Он сжал губы — нет, нет, не нужна! Лилиан, так рано умершая сестренка, не ошиблась: погасшая во время их венчания с Агнессой свеча еще тогда явилась тайным знаком грядущего несчастья — эта женщина не для него! Но — чуть не уронил голову в смятении и безысходности — какая-то, и, возможно, очень большая, часть его души была прикована к ней невидимыми внутренними цепями и горела в пламени горькой любви, более мучительном и сильном, чем пламя ада.
— Наши отношения разрушила ты, Агнесса! Знай, я обвиняю в этом тебя!
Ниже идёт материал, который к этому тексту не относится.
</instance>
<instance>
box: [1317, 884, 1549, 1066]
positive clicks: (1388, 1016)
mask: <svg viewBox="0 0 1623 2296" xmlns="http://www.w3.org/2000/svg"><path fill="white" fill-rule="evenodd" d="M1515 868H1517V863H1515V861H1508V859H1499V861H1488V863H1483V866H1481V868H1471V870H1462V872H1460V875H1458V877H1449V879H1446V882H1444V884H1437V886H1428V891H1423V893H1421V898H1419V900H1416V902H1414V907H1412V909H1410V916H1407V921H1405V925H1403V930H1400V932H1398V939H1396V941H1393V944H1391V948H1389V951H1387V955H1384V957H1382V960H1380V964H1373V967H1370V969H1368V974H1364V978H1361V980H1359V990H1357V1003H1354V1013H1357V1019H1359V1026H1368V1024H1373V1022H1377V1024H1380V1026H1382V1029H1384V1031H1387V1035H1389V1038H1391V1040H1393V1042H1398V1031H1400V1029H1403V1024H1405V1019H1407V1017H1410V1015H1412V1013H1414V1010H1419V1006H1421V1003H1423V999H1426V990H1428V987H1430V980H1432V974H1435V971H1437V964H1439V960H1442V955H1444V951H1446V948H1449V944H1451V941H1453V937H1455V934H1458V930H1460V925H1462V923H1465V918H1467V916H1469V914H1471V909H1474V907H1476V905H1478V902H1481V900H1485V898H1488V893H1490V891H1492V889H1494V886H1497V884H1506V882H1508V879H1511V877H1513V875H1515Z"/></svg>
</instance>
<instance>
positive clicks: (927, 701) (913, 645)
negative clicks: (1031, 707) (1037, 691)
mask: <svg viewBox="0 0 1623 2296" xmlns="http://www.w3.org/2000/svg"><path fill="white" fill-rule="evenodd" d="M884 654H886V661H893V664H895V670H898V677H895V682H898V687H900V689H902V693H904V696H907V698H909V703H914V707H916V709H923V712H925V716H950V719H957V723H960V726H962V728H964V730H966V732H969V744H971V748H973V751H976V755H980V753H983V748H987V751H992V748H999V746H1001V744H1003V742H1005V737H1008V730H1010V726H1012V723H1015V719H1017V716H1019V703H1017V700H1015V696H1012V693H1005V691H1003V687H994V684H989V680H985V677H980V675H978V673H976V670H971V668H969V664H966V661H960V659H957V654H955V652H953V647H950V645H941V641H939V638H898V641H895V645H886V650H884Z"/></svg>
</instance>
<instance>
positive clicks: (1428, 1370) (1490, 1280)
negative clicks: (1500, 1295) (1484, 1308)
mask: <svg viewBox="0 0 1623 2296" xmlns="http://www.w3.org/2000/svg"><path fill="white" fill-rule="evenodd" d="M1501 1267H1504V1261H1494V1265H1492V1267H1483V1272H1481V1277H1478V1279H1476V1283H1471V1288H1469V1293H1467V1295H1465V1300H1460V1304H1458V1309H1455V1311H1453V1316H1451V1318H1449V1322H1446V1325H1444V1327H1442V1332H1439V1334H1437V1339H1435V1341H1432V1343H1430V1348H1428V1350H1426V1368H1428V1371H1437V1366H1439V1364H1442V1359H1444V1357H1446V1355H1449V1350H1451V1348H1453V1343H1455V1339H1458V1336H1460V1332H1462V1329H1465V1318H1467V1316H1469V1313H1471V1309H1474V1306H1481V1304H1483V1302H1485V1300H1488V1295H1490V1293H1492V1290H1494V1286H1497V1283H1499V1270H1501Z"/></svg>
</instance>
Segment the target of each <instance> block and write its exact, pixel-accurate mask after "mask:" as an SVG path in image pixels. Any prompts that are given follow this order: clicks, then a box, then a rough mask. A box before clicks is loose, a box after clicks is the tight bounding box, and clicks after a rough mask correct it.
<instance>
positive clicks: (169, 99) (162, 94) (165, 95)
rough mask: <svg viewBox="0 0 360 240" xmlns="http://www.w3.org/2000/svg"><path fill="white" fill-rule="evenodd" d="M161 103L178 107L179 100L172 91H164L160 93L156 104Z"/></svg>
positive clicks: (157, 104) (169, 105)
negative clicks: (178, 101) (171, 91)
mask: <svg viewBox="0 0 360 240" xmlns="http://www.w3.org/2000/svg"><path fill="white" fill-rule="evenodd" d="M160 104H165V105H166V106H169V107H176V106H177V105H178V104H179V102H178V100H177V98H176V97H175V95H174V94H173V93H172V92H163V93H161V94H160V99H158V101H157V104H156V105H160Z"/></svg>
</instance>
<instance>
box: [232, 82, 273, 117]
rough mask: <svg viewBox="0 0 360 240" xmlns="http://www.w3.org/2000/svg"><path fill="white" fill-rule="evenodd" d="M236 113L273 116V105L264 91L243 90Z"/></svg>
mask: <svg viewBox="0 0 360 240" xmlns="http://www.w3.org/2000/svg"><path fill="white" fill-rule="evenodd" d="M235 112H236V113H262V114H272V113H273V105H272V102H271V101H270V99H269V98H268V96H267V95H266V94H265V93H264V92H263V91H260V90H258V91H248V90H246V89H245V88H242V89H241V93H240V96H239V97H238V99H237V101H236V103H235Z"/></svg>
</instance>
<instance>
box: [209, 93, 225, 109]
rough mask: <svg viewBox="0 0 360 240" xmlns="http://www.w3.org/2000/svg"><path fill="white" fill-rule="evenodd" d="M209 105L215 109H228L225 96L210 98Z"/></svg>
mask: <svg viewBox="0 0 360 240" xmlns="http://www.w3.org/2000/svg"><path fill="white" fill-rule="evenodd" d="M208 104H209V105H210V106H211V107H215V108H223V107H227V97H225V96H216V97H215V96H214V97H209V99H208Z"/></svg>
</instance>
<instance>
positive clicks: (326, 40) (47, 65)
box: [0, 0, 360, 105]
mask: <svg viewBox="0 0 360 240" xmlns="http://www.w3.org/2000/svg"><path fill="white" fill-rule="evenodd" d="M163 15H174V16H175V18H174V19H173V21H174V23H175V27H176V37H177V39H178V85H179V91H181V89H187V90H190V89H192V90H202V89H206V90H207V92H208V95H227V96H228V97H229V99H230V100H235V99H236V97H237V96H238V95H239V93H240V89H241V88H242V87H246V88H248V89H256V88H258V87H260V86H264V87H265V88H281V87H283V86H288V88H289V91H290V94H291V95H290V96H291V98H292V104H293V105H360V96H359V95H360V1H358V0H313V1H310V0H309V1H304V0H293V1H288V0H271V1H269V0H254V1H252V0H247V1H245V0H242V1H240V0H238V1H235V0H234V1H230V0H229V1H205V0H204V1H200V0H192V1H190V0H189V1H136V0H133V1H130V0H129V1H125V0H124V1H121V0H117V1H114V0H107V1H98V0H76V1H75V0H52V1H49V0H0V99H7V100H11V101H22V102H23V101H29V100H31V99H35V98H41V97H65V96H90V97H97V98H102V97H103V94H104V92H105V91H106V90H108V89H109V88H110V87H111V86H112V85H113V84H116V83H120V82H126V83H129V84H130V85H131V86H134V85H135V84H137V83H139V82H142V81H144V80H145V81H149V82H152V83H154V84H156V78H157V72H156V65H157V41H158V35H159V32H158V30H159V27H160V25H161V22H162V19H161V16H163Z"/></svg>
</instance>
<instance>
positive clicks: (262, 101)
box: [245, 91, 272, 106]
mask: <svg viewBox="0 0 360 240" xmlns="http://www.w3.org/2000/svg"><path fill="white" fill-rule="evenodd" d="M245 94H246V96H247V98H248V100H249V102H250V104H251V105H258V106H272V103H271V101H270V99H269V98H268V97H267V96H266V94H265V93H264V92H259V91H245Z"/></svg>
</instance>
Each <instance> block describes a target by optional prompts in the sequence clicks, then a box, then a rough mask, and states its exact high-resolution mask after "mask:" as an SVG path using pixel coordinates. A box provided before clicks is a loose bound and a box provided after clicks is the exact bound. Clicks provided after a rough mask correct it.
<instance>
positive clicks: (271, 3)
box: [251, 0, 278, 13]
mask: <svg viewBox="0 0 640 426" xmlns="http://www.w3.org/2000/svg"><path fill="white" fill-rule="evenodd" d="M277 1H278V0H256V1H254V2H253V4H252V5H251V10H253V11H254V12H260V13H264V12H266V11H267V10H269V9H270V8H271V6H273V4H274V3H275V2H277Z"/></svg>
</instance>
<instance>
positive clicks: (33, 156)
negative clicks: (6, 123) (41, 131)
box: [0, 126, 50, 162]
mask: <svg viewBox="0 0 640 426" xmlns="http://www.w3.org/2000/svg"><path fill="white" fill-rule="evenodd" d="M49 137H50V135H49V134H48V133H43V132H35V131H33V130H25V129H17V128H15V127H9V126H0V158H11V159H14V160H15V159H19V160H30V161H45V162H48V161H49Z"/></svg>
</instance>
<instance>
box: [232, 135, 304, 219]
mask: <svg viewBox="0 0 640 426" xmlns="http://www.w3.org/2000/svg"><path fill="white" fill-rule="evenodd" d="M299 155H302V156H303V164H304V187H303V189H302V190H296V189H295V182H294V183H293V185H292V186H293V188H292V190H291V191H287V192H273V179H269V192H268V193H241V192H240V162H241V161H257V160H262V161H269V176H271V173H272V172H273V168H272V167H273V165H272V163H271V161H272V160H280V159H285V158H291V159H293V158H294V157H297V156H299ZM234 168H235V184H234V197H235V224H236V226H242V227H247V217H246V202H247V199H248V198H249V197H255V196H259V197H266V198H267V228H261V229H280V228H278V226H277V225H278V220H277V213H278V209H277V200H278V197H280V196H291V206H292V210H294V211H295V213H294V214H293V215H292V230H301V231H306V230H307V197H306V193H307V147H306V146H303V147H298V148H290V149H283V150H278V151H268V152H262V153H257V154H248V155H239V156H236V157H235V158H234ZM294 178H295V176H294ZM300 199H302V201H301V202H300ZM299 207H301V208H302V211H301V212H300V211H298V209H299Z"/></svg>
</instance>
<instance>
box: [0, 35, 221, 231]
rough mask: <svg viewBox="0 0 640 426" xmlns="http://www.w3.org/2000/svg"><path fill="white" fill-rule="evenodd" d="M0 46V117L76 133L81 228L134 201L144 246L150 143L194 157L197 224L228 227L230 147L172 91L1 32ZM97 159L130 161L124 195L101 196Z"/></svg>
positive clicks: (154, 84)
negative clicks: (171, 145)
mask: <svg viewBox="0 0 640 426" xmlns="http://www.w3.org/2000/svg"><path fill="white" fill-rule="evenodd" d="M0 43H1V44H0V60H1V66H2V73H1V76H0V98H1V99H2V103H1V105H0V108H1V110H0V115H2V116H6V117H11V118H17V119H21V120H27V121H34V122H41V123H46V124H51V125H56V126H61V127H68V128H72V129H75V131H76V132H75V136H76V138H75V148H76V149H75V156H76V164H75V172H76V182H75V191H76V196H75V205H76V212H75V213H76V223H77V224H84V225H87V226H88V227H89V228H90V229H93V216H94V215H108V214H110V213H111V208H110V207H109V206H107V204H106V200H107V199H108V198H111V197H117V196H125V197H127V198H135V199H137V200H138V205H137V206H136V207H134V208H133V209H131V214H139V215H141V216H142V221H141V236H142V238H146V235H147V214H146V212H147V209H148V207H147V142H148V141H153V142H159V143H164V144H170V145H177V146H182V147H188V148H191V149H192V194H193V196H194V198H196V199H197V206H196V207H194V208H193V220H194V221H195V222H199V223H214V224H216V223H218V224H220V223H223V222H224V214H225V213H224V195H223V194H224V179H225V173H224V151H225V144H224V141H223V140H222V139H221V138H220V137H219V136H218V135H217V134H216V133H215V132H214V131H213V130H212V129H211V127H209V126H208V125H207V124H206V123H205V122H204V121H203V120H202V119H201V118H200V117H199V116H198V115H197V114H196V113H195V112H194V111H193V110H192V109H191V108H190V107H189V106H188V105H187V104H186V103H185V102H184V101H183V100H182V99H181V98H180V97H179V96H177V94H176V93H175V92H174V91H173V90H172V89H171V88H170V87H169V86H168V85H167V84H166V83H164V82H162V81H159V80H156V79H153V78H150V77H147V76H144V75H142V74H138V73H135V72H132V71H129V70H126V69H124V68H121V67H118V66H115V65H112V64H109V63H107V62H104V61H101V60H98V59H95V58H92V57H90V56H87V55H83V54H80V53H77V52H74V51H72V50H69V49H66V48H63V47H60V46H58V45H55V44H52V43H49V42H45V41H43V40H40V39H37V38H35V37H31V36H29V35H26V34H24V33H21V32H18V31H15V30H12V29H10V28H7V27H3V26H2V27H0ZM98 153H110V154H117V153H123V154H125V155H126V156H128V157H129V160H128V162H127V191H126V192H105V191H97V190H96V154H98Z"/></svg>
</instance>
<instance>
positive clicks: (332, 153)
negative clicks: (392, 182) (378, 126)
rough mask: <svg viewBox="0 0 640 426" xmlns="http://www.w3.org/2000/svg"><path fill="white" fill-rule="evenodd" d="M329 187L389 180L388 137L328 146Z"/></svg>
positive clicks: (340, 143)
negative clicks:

Возможно, в чем-то я тебя не устраивал, но согласись, ты никогда мне об этом не говорила! Если ты уйдешь к Джеку, я возражать не буду. Может быть, он даст тебе то, чего не сумел дать я. Может быть, с ним ты будешь по-настоящему счастлива.
— Я всегда была счастлива с тобой, Орвил.
— А я — нет! — воскликнул он. — Я не собираюсь выпрашивать у тебя любовь, когда Джек по первому требованию получает все, что захочет.
— Это не так, — ответила она, — он ничего от меня не получил, ничего такого, что доказывало бы мою любовь.
— Думаю, не получил и обратного. Ты играешь с ним так же, как и со мной, мы равны, поскольку одинаково одурачены одной и той же женщиной. Признаюсь, многое бы я отдал за то, чтобы услышать твое последнее и истинное слово! Но, думаю, к несчастью, ни я, ни он никогда этого не получим, потому что ты и сама, должно быть, не знаешь, что тебе нужно. Мой тебе совет: поживи с ним; по крайней мере, сумеешь понять себя.
— И после этого ты принял бы меня? — Агнесса смотрела так, словно впервые его увидела.
— Нет! — резко ответил он. — Второй раз — нет!
— Это совет человека, который любит меня или… любил?
— Да. Должна же ты когда-нибудь во всем разобраться. Хотя, конечно, есть люди, которым лучше никогда не прозревать!
Агнесса приблизилась и потянулась к нему; ее почти материнский жест был полон стремления к опеке и защите; раньше, как казалось Орвилу, она хотела, чтобы защищали и опекали её.
— А ты, что бы ты стал делать, Орвил?
Он опять отстранился.
— Выход всегда можно отыскать. Если замкнуться на чем-то одном, многое в жизни пропустишь!
Агнесса сникла.
— Ты найдешь другую женщину?
— Не знаю. Ты же нашла другого мужчину! — И, невзирая на ее попытки возразить, не в силах спокойно снести нанесенное ее обманом оскорбление, продолжал: — И какого мужчину! Я до конца жизни не перестану удивляться тебе и твоему выбору. Господи, как вы сошлись?! У твоего Джека до тебя была куча женщин; я их видел — смазливые пустышки, как раз по нему, но когда он привел тебя…
Агнесса сделала протестующий жест.
— Знаю-знаю, у него хватило ума не сразу лишить тебя чести… или, может быть, он испугался: надо думать, никто из его подружек таким достоинством не обладал. Верю, что за то короткое время, пока вы жили вместе, он вел себя нормально, не обижал тебя, но позднее в твоей жизни, смею заверить, были бы все удовольствия: от пьянства мужа до его многочисленных измен. Защищай же его, своего дружка, что ты молчишь?
— Я никогда бы не подумала, что ты сможешь говорить со мной в таком тоне, Орвил!